久々に会った爺ちゃんはまた一段階小さくなったようで、俺を見上げて「でかくなったのう」とぼやいていた。爺ちゃんも腰が曲がり始めているので、その分更に背が高く見えるのだろう。
両親のお墓におはぎをそれぞれ一つずつ、合計二つ供えると、残り一つを持ち帰ってきた。
「その残り一つはどうするんじゃ? 仏壇にでも捧げるんか? 」
爺ちゃんが聞いてきたが、正直に話すことにした。
「小学校の頃、夏休みの宿題ついでに作り直した祠があったでしょ? あそこにお供えしようと思って」
「あー、あの祠かあ。お前が直して以来人の手が色々入っとるからな。そのきっかけとなったお前がお参りに行くのは喜ぶだろうて。多少遅くなってもいいから行ってきたらどうだ。掃除道具は家のを持っていけばええ」
爺ちゃんのおすすめもあったことだし、早速出かけることにする。
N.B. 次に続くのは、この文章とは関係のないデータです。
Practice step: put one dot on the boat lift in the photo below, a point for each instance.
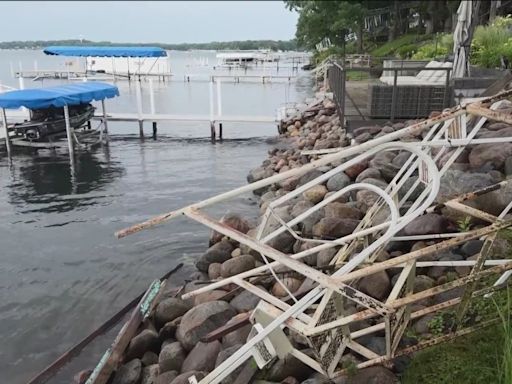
(319, 313)
(62, 96)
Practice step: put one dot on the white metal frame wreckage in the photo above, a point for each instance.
(318, 314)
掃除道具と言っても雑巾と箒ぐらいのもので、後は水があれば事足りるだろう、ということでペットボトルに入れた水を家から持っていくことにした。
自転車に掃除用具を積み込んで、実家から数分かけて現地到着。最寄り駅から家の間にあるとはいえ、自転車で来れるほうが気持ち的には楽だな。
たどり着いた祠は、俺がわざわざ手入れしなくてもいいんじゃないかと思えるぐらいに整頓されていた。
さすがに少しずつ朽ちてきてはいるものの、まだ屋根の役割をしっかりと保っているお手製の木造平屋建ての祠はもちろんのこと、中に安置されている地蔵も比較的きれいな姿で居るままだ。
まず、手順通りに祠の屋根を取り外して、アカネの本体をきれいな雑巾と持ってきた水で綺麗にしてやる。
さすがに地蔵そのものが古いので力を入れてゴシゴシと洗うことができないものの、磨いてやることで砂の塊や苔、それからおそらくアカネ本体のものであろう石のカケラなんかも少しとれてきた。
これはもっと丁重に扱わないと駄目だな。より慎重に地蔵を磨き上げ、しっかりと綺麗にしてやることができた。
後は土台になっている部分の掃除と屋根の掃除だ。ここも砂が溜まっているので綺麗にしてやると、地蔵を据え付け直す。
もっと金があるなら新しく綺麗な屋根や新しいスカーフと交換してやるところだが、今日のところはこんなものか。
スカーフも水で洗って汚れを落とし、改めて巻き直してやる。綺麗な赤色のスカーフだった当時の色も、日に当たって色褪せていてまさに茜色、という感じに良い感じになっていた。
アカネがアカネたる所以を気軽に変更するのは気が引けるし、例えばオレンジのスカーフに変えたらつぎからはオレンジ様と呼ばなくてはならなくなる。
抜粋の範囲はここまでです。